Likewise, there is no need for a BBA before an MBA. Most MBA students are not BBA graduates. While BBA introduces you to the subject, MBA allows you to dive deep. He would recommend joining the MBA after a few years of working in an organization.
Understanding of standard 10th math was sufficient for the MBA, as well as a general level of current affairs awareness. You should read a financial newspaper regularly. âYou don’t have to understand everything. Even I don’t understand everything. But you have to be aware of what’s going on, âhe said.
âSome IIMs offer five-year liberal arts programs. IIT Madras has it, and IIT Mumbai is launching one. The most exciting careers these days don’t seem to be in STEM, but in the humanities. Some students may be clear about what they want and some may not. If you’re not clear, that’s okay. Things are changing and you will understand in a few years, âhe said.
Professor Jose found that an engineering degree before the MBA was not really helpful. âSome people go to IIT before coming to IIM according to their parents’ wishes. But all education helps our ability to think logically and clearly, and nothing is really wasted, âhe said.
He gave the example of a brilliant MBA student who deliberately failed interviews when he wanted to pursue a career in music.
âBesides educating yourself, you should try to educate your parents about your passion,â he said. âHowever, all passions must be tested to accompany talents. We all need to check the reality out and see if there is a real talent to go with passion. Otherwise, it’s not a good idea to make a career out of it, âhe said.
Scores from previous exams like 10th and 12th were important as breeders seek consistency in academic performance.
âIt shows the focus and work ethic of school days. But if your past scores aren’t good, you can always reverse them, âhe said.
A BSc (Agriculture) followed by an MBA is a good combination as agricultural industries need managers. But the agriculture degree didn’t put anyone at a disadvantage, he said. Luck and position matter in life, but hard work matters most, he thought. âLeaving a good school gives you a first advantage, in the form of better internships and better networks. But what matters is performance, âhe said.

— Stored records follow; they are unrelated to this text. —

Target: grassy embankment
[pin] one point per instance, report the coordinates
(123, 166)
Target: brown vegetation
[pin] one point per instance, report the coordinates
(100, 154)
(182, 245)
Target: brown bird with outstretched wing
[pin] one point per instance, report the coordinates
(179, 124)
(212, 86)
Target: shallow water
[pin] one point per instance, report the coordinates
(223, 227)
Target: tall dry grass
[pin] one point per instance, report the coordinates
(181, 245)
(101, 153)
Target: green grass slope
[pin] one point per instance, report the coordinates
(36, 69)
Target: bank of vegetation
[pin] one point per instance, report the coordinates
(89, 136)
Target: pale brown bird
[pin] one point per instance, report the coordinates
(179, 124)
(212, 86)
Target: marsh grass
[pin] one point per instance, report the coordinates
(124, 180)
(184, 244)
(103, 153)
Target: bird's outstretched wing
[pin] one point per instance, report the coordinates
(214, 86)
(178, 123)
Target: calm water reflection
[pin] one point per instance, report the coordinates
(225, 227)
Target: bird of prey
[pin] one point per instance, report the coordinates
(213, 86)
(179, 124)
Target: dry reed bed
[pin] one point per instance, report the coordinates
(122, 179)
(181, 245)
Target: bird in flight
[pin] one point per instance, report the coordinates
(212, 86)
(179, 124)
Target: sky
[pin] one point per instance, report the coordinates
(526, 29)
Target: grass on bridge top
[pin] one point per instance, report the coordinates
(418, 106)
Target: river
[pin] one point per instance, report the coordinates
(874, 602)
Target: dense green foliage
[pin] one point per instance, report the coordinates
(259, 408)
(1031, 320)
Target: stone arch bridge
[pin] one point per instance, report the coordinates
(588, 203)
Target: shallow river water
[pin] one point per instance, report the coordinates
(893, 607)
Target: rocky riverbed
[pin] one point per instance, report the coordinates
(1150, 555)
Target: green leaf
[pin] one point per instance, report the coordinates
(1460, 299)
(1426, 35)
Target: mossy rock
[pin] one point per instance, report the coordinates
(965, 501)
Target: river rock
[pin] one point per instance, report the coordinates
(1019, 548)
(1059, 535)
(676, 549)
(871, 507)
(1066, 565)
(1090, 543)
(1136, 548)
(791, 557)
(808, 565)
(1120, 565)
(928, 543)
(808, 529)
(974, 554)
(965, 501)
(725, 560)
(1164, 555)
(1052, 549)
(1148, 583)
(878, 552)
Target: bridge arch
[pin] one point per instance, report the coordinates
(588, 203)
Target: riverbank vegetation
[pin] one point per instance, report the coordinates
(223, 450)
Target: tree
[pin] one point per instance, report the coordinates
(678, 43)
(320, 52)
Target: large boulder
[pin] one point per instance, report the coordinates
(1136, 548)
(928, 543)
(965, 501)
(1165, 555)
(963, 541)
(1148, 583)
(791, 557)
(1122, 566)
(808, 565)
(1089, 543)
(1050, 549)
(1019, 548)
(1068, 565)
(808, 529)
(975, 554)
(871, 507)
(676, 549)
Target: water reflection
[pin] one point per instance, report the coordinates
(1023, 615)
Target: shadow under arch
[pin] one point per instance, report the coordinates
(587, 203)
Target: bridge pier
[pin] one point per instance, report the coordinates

He recognized the disconnect between business leaders when it comes to concern for the environment and the continued destruction of the environment driven by consumerism. âA good deal comes from concern for the environment. Now there are a lot of companies based on green energy and sustainable development, âhe said.
He pointed out that there are great schools in India and terrible ones abroad, and students shouldn’t be flying just for fun. âOur best IIMs are harder to integrate than at Harvard,â he said.
The Indian MBA is cost effective because it can be completed at 1 / 20th the cost of an overseas MBA, he said.
âAbroad, students have greater visibility and professors are better connected with companies and laboratories. But our situation is improving, âhe said.
MDIs do not feature frequently in international assessments of educational institutions because “grading is a game, and some people do everything they can to stay on top.” But IIMs don’t pay much attention to it â.
“We should probably play better, but not be motivated by it,” he said.
He clarified that his views on some issues relating to management training and IIMs are his own and do not reflect the official opinion of IIM-B.